8th Speaker of the National Assembly of Tanzania
- Incumbent
- Assumed office 10 November 2025
- President: Samia Suluhu
- Preceded by: Tulia Ackson

Deputy Speaker of the National Assembly of Tanzania
- In office 2021 – November 2025
- President: Samia Suluhu
- Preceded by: Tulia Ackson

Member of Parliament for Ilala
- Incumbent
- Assumed office December 2005
- Preceded by: Iddi Simba

Minister of State in the Vice President's Office (Union and Environment)
- In office 23 January 2020 – 16 June 2020
- President: John Magufuli
- Preceded by: George Simbachawene
- Succeeded by: Ummy Mwalimu

Personal details
- Born: 25 May 1952 (age 74) Tanganyika
- Party: CCM
- Education: Military College of Aviation – Tanzania/Canada

= Mussa Zungu =

Speaker of the National Assembly of Tanzania

Mussa Azzan Zungu (born 25 May 1952) is a Tanzanian CCM politician and Deputy Speaker of the Tanzania National Assembly.

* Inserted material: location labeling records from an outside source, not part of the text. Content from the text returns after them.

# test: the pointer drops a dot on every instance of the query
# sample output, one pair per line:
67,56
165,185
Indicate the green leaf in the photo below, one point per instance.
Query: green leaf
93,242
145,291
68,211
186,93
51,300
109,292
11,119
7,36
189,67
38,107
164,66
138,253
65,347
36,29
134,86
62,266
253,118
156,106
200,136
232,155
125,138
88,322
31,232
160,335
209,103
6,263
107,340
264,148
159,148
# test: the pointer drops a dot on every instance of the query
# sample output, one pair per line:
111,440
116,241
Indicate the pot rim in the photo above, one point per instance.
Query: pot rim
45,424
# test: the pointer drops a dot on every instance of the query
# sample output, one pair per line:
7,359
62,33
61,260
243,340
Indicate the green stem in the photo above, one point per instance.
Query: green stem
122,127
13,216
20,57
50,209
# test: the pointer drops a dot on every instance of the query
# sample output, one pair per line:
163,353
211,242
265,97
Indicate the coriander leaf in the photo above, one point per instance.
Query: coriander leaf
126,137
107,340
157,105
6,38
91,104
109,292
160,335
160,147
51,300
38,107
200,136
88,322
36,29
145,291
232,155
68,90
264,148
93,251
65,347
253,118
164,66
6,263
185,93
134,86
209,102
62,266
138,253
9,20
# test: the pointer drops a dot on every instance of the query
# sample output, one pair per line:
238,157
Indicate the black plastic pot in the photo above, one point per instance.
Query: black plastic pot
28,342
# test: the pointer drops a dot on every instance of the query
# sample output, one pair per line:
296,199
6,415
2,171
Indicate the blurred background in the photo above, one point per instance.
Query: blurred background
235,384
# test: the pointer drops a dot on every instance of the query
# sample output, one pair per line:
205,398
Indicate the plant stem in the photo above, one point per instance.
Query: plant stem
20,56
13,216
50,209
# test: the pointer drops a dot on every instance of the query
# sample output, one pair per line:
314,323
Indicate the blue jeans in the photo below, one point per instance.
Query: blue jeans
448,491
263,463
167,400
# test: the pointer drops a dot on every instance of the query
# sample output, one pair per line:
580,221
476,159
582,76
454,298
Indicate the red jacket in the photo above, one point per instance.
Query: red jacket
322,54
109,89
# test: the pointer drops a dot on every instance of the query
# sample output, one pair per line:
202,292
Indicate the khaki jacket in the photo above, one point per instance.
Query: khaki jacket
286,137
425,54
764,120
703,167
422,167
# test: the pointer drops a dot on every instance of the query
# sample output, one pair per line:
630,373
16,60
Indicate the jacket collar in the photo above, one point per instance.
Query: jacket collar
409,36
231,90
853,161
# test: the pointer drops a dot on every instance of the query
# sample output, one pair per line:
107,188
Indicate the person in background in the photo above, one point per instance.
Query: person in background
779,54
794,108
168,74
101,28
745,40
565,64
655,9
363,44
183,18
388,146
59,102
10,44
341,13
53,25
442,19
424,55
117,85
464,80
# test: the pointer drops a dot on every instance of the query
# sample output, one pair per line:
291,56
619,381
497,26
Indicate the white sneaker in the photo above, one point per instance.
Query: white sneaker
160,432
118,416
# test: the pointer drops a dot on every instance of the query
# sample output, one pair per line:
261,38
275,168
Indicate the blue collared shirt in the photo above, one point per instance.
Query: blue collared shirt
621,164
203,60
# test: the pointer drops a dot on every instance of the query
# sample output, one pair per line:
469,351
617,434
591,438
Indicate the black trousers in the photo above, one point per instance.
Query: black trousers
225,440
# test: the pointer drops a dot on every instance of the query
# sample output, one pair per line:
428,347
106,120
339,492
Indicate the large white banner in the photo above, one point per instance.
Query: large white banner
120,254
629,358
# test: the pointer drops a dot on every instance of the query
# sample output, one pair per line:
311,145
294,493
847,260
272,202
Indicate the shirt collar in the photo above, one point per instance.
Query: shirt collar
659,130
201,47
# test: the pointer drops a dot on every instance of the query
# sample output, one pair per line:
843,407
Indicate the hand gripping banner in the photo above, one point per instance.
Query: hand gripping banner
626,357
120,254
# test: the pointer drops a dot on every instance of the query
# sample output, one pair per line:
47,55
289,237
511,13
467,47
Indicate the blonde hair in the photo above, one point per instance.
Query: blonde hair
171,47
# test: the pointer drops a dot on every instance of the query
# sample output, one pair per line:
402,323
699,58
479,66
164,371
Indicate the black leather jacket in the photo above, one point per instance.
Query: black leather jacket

He is also the incumbent Member of Parliament for Ilala constituency since 2005.

He has continued to retain the parliamentary seat in 2010 and 2015. He was appointed as the Minister of State in the Vice President's office on January 24, 2020 and server for 6 months before the parliament was dissolved on June 16, 2020. He became the Deputy Speaker following the resignation of the former Speaker Job Ndugai and the accession of Tulia Ackson.